ICE’s latest policy paper explores the challenges and opportunities a pay as you go model for the nation’s busiest roads would bring and challenges government to act now.  

Government should introduce pay-as-you-go roads model by 2030

The government has 10 years to implement a fair, reliable and sustainable method of roads revenue to ensure the UK’s economic and social wellbeing, says the Institution of Civil Engineers (ICE).

The recommendation is made in ICE’s latest policy paper, Pay As You Go – Achieving Sustainable Roads Funding in England.

The paper expands on a recommendation made in ICE’s 2018 State of the Nation: Infrastructure Investment report that “the government should give serious consideration to replacing the existing generation of road taxes with a pay-as-you-go model for the busiest roads in England”.

A survey, conducted by YouGov last year, found that 47% of the British public would support a pay-as-you-go model, if it replaced both Vehicle Excise Duty (VED) and fuel duty.

The paper outlines some of the challenges that introducing a new system would bring, such as new infrastructure and technology, privacy and security concerns and potential regulation.

It also recognises the need for any new system to remain affordable, and not disadvantage people based on location or economic status.

Rachel Skinner, ICE Vice President for Public Voice, said: "Ensuring a fair, reliable and sustainable way of securing funding to improve and maintain our roads is crucial to safeguarding the UK’s economic and social wellbeing.
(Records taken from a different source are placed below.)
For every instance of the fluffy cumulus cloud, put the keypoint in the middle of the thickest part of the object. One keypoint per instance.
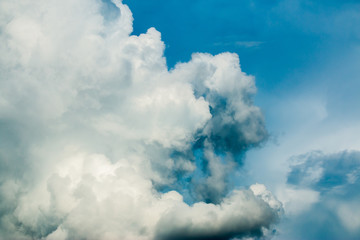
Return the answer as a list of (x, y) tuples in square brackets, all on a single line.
[(94, 127), (328, 184)]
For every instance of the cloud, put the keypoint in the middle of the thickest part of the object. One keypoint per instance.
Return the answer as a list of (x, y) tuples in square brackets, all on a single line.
[(93, 125), (333, 178)]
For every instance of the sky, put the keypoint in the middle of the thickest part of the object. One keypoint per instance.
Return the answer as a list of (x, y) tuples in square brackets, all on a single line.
[(167, 119)]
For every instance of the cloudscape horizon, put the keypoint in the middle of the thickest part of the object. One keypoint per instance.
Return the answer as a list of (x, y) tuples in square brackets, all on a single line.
[(109, 132)]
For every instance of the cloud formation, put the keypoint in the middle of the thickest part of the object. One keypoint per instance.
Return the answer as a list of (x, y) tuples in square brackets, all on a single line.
[(334, 211), (93, 124)]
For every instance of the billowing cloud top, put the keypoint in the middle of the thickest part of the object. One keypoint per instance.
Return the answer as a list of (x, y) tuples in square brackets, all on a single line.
[(93, 126)]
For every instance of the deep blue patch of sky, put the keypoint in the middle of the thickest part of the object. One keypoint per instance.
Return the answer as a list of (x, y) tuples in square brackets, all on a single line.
[(276, 40)]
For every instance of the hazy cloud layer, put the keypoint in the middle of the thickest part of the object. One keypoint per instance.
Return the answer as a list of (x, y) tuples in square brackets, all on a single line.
[(332, 181), (92, 125)]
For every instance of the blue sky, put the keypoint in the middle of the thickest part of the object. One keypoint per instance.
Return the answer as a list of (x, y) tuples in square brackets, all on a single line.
[(305, 56), (169, 119)]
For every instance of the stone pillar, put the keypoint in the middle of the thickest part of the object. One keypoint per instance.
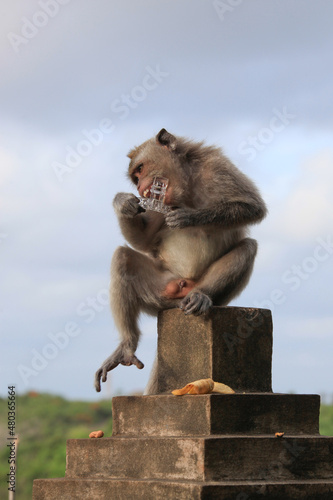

"Britain moves almost three times more goods by road than by water and rail combined, and almost 90% of the population’s journeys are made this way.

"We know there is some public support for a ‘pay-as-you-go’ model to replace current roads taxation, and a range of options should be explored to craft a new, fair and lower carbon solution for road users of the future.

"We would urge the government to give this urgent and serious consideration, with a view to an early decision on implementation well before the end of the next decade.”

Based on the ongoing decrease in fuel duty – for reasons including an increase in fuel efficiency and electric vehicle uptake – and likely decrease in VED – due to exemptions currently given for electric and lower emission vehicles – revenue from roads is set to significantly fall in the next decade.

If the government is serious about all new car and van sales being zero emission by 2040, it must consider the impact this change will have on roads revenue – and create a sustainable alternative to ensure roads remain safe and useable for the future.

Skinner added: "Today’s two main sources of UK roads revenue – fuel duty and vehicle excise duty – are both in danger of significantly declining by 2030 and the landscape around vehicle fleets, new technologies and fuel usage is changing fast.

"Now is the time for the government to reshape the future funding of our road networks, given their crucial role in society and our future connectivity, to ensure a new system is up and running before it’s too late.”

ICE recommends that this alternative system is in place for the nation's busiest roads no later than the end of 2030, to ensure the deficit that may be felt by these declining revenues doesn't have an impact on the ability to maintain the UK’s roads.